Mais qu'en est-il pour la multitude des vendeurs en ligne, sites étrangers ou même particuliers présents sur les sites d'enchères comme eBay ou les réseaux sociaux comme Facebook ?

Ils ne risquent rien à sous-évaluer la valeur de leurs envois : la probabilité de contrôle est très faible, et la douane n'aurait de toute façon aucun intérêt à engager une procédure de redressement pour récupérer quelques euros - c'est le grand avantage du morcellement des envois propre à Internet. Plus encore : ils ont un intérêt objectif à la sous-évaluation , dans la mesure où les « envois de valeur négligeable » (EVN) bénéficient d'une franchise de droits de douane (valeur inférieure à 150 euros) et d'une franchise de TVA (valeur inférieure à 22 euros). Certes, la franchise de TVA n'est pas applicable, en théorie, à la vente à distance - mais comment distinguer les envois qui en sont issus ?

Exemple de bordereau en fret express

Ce chargement contenait des accessoires pour smartphone dont la valeur totale excédait de toute évidence la somme mentionnée.

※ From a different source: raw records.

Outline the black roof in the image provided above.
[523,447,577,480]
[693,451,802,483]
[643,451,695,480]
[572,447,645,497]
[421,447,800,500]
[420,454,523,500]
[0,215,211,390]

On notera que l'adresse du destinataire est en fait celle du bureau de DHL à Nanterre, de sorte que le destinataire réel reste en fait anonyme.

Source : visite de vos rapporteurs spéciaux à Roissy

Il convient toutefois de signaler que l'essentiel des fausses déclarations de valeur sont constatées « sur le fret supérieur à 22 euros 68 ( * ) » . Cela ne signifie pas forcément que la fraude porte essentiellement sur les envois de valeur supérieure, mais plutôt qu'il n'est pas rentable, pour la DGDDI, de contrôler la multitude d'envois de valeur négligeable.

Peut-on évaluer la part des déclarations sous-estimant la valeur réelle des biens envoyés ? La réponse fournie par la DGDDI est claire : « même très approximativement, il n'est pas possible d'apporter une réponse à cette question », sachant que d'importantes variations sont constatées selon le type de clientèle, le pays d'origine, la période etc.

Aux moyens insuffisants s'ajoute donc une méconnaissance presque totale des véritables enjeux de la fraude en matière de vente en ligne - méconnaissance qui tient aux particularités de ce commerce et que partagent les autres administrations (cf. infra ). Pourtant, vos rapporteurs spéciaux considèrent qu' une estimation des montants en jeu serait possible par le recoupement de plusieurs informations dont disposent les intermédiaires du commerce en ligne - et notamment les intermédiaires de paiement (cartes bancaires ou Paypal) : le montant des transactions pourrait ainsi être rapporté au montant de la TVA et des autres taxes réellement collectées.


* 68 Source : réponse de la DGDDI au questionnaire de vos rapporteurs spéciaux.